Paul Waterhouse, Cumbria Wildlife Trust

I wanted to check in on the little Golden Eaglet in Bucovina, Romania. He has changed so much in just a few days. Most of the white feathers are gone and are now replaced with the beautiful dark black kind of espresso coloured ones for the juveniles.

The female has come to the nest to feed the eaglet. There were lots of bones and scraps of meat left on them. It is unclear to me whether or not the mother has brought in new prey or is using what is in the pantry.

You can look and see the remote mountain area where this nest is located. I continue to hope that the parents are able to find enough prey for this little one to thrive and fledge.

Thank you so much for joining me today. I regret I have no images of the Ks for you – maybe later today. They are off exploring the trees and some of the buildings with Big Red and Arthur. Everyone is fine; they are just not around the nest!

Thank you to the following for their streaming cams where I obtained my screen shots: Bywyd Gwyllt Glaslyn, Cumbria Wildlife Trust and Foulshaw Moss Osprey Nest, Scottish Wildlife Trust and Friends of Loch of the Lowes, Achieva Credit Union, Asociatia Wild Bucovina, LRWT and Manton Bay Osprey Nest, Cornell Bird Cam Royal Albatross and NZ DOC, and Dyfi Osprey Projec. I would also like to thank Lady Hawk for her video clip of the territorial dispute between Taiki and SSTrig.

3 Comments

  1. Hi
    Tumbles at Achieva did get a fish this morning but MISSED dad’s delivery at 12:11PM (EST). She is currently waiting for a delivery
    BUT I am worried about the pending storm Elsa that is in the Carribbean. 😦 I am worried that it will affect St Petersburg FL where ospreys are located…that includes Tumbles and Jack et al. I pray the wind forces will NOT be as forecasted….:-(

    Salliane

    1. Hi Salliane, I saw the morning delivery (thank you), and I have Tiny landing on the perch at 1:26:33 with a fish in her talons. Have a look and see what you think. The National Hurricane Center is advising anyone living in Florida to monitor Elsa this weekend. So you are right to be concerned. They don’t seem to have a full handle on precisely which way Elsa will go. My son lives in Grenada, and normally, when you see the green covering the area where Tiny and Jack are, it means heavy rain. The birds there do fine. They have a different kind of Osprey. Today though, the weather report has also changed for Tiny, with a 70% chance of a thunderstorm around 6 pm. It is always a worry with the birds when these things happen. Do you go to the National Hurricane Center for their graphics? If you don’t, the link is https://www.nhc.noaa.gov/.
      I see that Electra has been at the Cowlitz Nest more today than yesterday since it has cooled off. She was shaking the water off last time, so she has had a good bath but not sure about fish. I feel so bad for her, as I know you do.
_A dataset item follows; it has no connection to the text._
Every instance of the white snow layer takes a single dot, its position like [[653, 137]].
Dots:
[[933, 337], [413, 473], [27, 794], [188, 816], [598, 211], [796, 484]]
    2. I just did a wee bit of checking. The wind will probably be the issue for the Ospreys at St Petersburg if Elsa stays on the current path. But those winds might not be more than 30-35 mph. That sounds like a lot but Tiny should be able to handle that without a problem. There could be some trees down and unable to fish. I have seen the Red tail hawk nest in high winds and it rocks a lot but the birds were OK. Hopefully, it will dwindle down before it gets to Florida, often they do. No one seems to be reporting that it will develop into a hurricane or get stronger, thankfully.